You’d think if Mark Green were so worked up about FNC ‘rhetorical questions’ he wouldn’t have to cite nonexistent ones. And worked up he is, insisting that this sort of thing just doesn’t happen at MSNBC. No tendentious rhetorical questions or topic teases there, not even from Bill O’Reilly’s competitor:


By the way, that last example was long before the infamous MoveOn.org ad. But back to Mr Green, who says that ‘last week’ (no date given) ‘Fox hosts’ (no names) said the public ‘opposes Wall Street re-regulation’ (no links, no source). We tried to track this one down too, even pouring through every Media Matters entry for that week, without success. Maybe it happened, but after nearly an hour of chasing another phantom, we gave up trying to find the documentation Mr Green should have included in the first place.

And on it goes: Green makes a roundabout suggestion that FNC has never discussed black voter suppression, despite examples like this, this, this, this, this, and this. More Green:

Fox relishes going after minority leaders and groups -- from Sotomayor's "wise Latina" off-hand comment becoming her life story...

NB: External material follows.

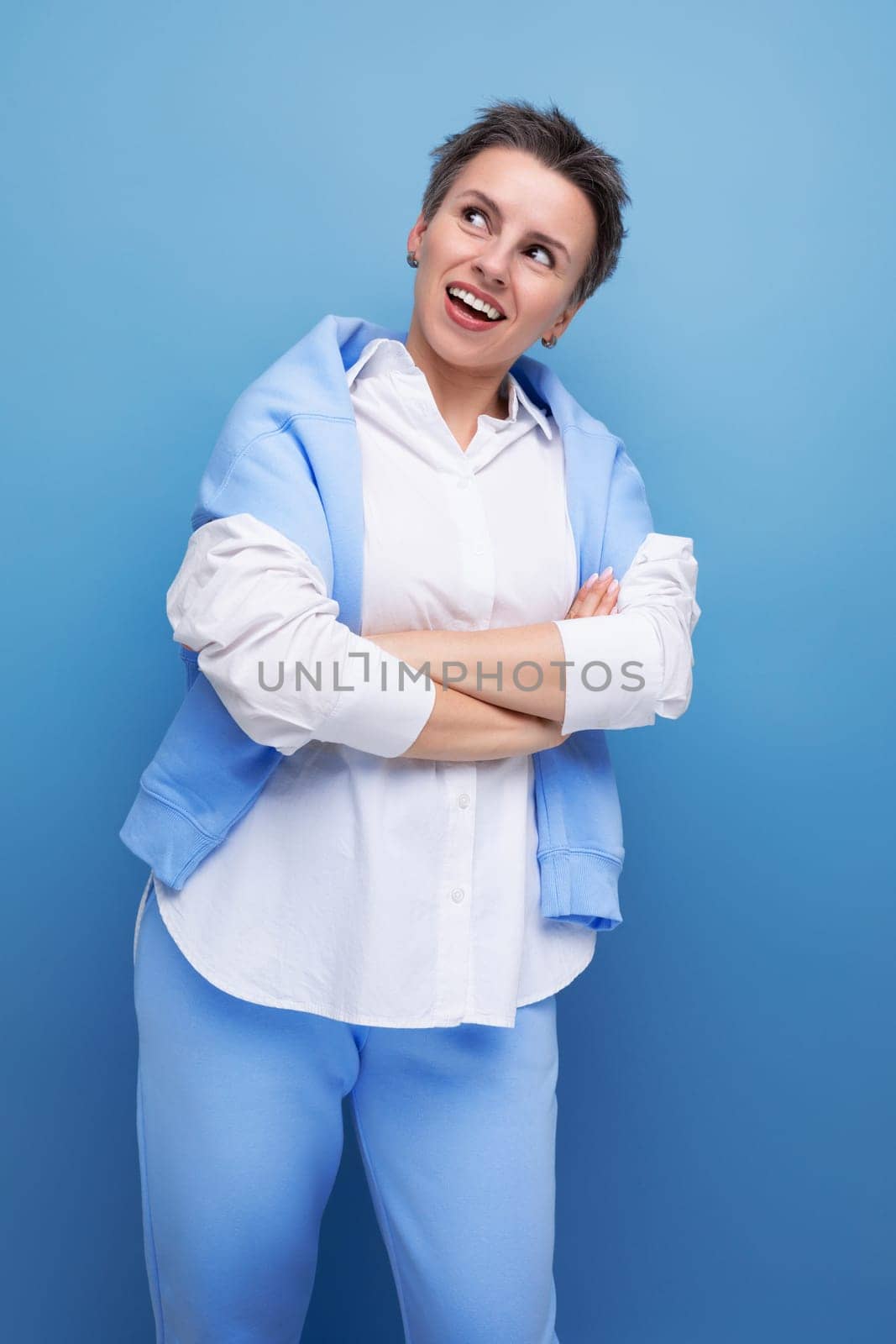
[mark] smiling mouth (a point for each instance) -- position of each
(469, 311)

There are over 600 references to ‘wise Latina’ at cnn.com, nearly 40 of them from show transcripts, compared to 68 at foxnews.com, about 25 from transcripts.

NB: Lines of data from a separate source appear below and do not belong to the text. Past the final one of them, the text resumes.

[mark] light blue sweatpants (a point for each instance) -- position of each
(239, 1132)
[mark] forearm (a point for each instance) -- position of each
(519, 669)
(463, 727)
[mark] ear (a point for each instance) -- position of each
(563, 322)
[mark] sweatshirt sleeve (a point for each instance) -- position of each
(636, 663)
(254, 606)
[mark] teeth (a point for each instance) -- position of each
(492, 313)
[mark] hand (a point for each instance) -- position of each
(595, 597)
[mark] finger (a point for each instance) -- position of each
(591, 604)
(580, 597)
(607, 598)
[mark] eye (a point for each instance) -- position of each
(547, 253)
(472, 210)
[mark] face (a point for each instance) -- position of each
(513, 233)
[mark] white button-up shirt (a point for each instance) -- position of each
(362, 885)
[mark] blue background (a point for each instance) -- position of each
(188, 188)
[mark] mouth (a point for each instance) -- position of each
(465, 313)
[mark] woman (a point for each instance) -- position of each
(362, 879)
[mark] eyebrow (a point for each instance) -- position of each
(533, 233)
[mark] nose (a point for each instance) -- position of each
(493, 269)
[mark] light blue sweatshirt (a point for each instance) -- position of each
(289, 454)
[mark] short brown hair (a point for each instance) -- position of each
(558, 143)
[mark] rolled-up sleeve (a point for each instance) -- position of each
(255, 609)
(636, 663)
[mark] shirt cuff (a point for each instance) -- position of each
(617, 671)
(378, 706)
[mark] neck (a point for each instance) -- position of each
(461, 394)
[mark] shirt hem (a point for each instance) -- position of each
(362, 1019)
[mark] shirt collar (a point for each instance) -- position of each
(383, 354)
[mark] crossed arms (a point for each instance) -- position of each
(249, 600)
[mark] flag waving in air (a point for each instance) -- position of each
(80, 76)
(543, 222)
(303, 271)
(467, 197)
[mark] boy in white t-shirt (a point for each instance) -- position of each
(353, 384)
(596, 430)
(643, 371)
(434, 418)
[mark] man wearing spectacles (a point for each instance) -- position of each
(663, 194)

...[to] Van Jones who never signed a 9/11 conspiracy petition

Is this the kind of slippery argument Mark Green wants to hang his hat on? No it wasn’t a petition. It was a statement from 911truth.org alleging that Flight 77 ‘which reportedly hit the Pentagon’ was somehow invisible to radar. And it asks ‘How were the FBI and CIA able to release the names and photos of the alleged hijackers within hours’. How indeed, unless they were in on it! And all that before we even get into another not-a-petition that Jones was part of the organizing committee for. Here are some of the things Van Jones wanted to know:

  • What is the relationship between Bin Laden, his family and the Bush family and the Carlyle Group?
  • Who actually was in control of the "hijacked planes"?
  • What are Bush's, Cheney's and Rice's connections to the oil industry?
  • Why is the evidence being destroyed when an investigation of the World Trade Center collapse is needed?

If you get the idea that Mark Green’s argumentation is duplicitious, then you get the idea. So let’s cut to the chase and go straight to Green’s crowning achievement in slander. It begins:

And can we suspect that race may have something to do with the way every night Sean Hannity disparages a President, who got 53% of the popular vote, as "the anointed one"...

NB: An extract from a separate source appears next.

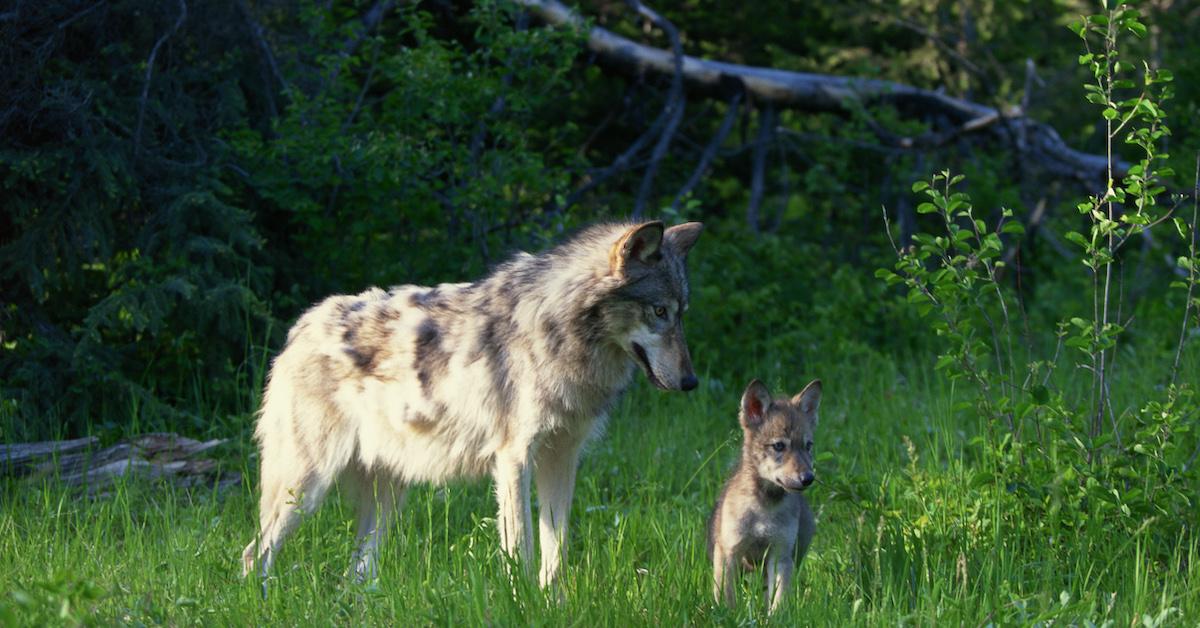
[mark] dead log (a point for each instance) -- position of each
(155, 456)
(1039, 143)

We are also tired of Hannity’s pet phrases, but citing them as proof of ‘racism’ is pretty sleazy. Green’s insistence that such insults never happen at MSNBC evinces a highly selective memory, considering how one of their hosts referred to a President who got 51% of the popular vote as ‘idiot-in-chief’, ‘Fascist’, bellowed at him to ‘shut the hell up’, and compared his administration to ‘The Third Reich’. But we disgress. Here’s the rest of Green’s statement:

...and the way the network was a cheerleader for insane birthers?

Say what? Did we read that wrong? Let’s look at it again:

And can we suspect that race may have something to do with...the way the network was a cheerleader for insane birthers?

Nope, there it is, in black and white. Mark Green asserts that the Fox News Channel was a cheerleader for the birther movement! Naturally no links, no sources, no names, no quotes, no proof...Mark Green don’t need no stinkin’ proof. He’s Mark Green! But what in the wide world of sports is he talking about? O’Reilly? Beck? The birthers themselves say Fox News is against them.

In truth, anyone who ‘watched a lot of Fox News’ would know they rarely even reference the issue, let alone ‘cheerlead’ for birthers. Let’s remember one of those evil Fox News tactics that Mr Green spoke of:

Conclusory lies delivered with certainty.

You know, like saying the entire Fox News Channel ‘chearleads for birthers’. By the standard of his own words, Mark Green is a liar.